L’avenant devra en outre préciser la nature des travaux spécialisés et qualifiés comme prévu par la convention collective.
Il n’y a lieu cependant d’ordonner cette modification avec astreinte.
Sur la demande du syndicat de copropriétaires de remboursement des salaires versés en trop compte tenu du total des UV
Le total du nombre d’UV devant à tout le moins figurer au contrat de travail s’établit ainsi à 9112, soit 9200 arrondi à la centaine supérieure, ce qui correspond à un taux d’emploi de 92 %.
La demande de remboursement des salaires trop perçus fondée sur un taux d’emploi de 81 % n’est pas justifiée dans son quantum et les parties seront renvoyées à faire le calcul des sommes restant éventuellement dues par M. de Z à ce titre avec la faculté de saisir à nouveau la cour en cas de difficulté.
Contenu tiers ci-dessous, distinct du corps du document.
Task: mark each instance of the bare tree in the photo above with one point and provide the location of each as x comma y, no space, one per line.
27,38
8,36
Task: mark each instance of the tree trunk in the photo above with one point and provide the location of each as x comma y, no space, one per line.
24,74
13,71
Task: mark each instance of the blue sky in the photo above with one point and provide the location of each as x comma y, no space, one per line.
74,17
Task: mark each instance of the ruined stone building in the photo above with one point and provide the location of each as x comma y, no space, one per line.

Sur la demande de dommages et intérêts pour procédure abusive
Le syndicat des copropriétaires sera débouté de sa demande de dommages et intérêts pour procédure abusive, particulièrement mal fondée en l’espèce puisqu’il succombe partiellement en appel.
Il sera condamné aux dépens de première instance et d’appel et versera à M de Z la somme de 900 euros au titre de l’article 700 du code de procédure civile.
PAR CES MOTIFS
Infirme partiellement le jugement en ce qu’il a débouté M. X de Z de sa demande de rappel de salaire pour surveillance pendant l’exécution des tâches et l’a condamné aux dépens par lui exposés en première instance et en ce qu’il a débouté le syndicat des copropriétaires de sa demande de rectification matérielle du contrat de travail ainsi que de sa demande de remboursement des salaires versés en trop compte tenu du total erroné des UV figurant sur le contrat de travail ;
Statuant à nouveau,
Condamne le Syndicat des copropriétaires de la résidence « les bois clairs », 48 à XXX à Sainte B des bois 91700, à payer à M. X de Z la somme de 1552,75 euros au titre du rappel de salaire pour surveillance pendant l’exécution des tâches calculée sur la base d’une unité de valeur par lot principal, soit 108 UV, et la somme de 155,27 euros au titre des congés payés afférents, ces sommes avec intérêts à compter du 31 mars 2009, date de la convocation devant le bureau de conciliation, sur la somme de 986 euros pour le rappel de salaire et 98 euros pour les congés payés afférents, et à compter de chaque échéance pour le surplus ;
Dit que l’annexe du contrat de travail conclu le 12 novembre 2002 comporte une erreur matérielle sur le total 1 du nombre d’UV, l’addition du nombre d’ U.V. attribué à chaque tâche conduisant à un total de 8008 UV , hors permanence de jour ;
Dit que le contrat de travail doit comporter 108 UV au titre de la surveillance pendant l’exécution des tâches et 1000 UV au titre de la permanence de jour et préciser la nature des travaux spécialisés et qualifiés ;
Renvoie les parties à calculer les sommes restant éventuellement dues par M. de Z à titre de trop perçu de salaire avec la faculté de saisir à nouveau la cour en cas de difficulté ;
Confirme le jugement déféré pour le surplus ;
Ajoutant,
Déboute le Syndicat des copropriétaires de la résidence « les bois clairs », 48 à XXX à Sainte B des bois 91700, de sa demande de dommages et intérêts ;
Condamne le Syndicat des copropriétaires de la résidence « les bois clairs », 48 à XXX à Sainte B des bois 91700, à verser à M. X de Z la somme de 900 euros au titre de l’article 700 du code de procédure civile.
Condamne le Syndicat des copropriétaires de la résidence « les bois clairs », 48 à XXX à Sainte B des bois 91700 aux dépens de première instance et d’appel.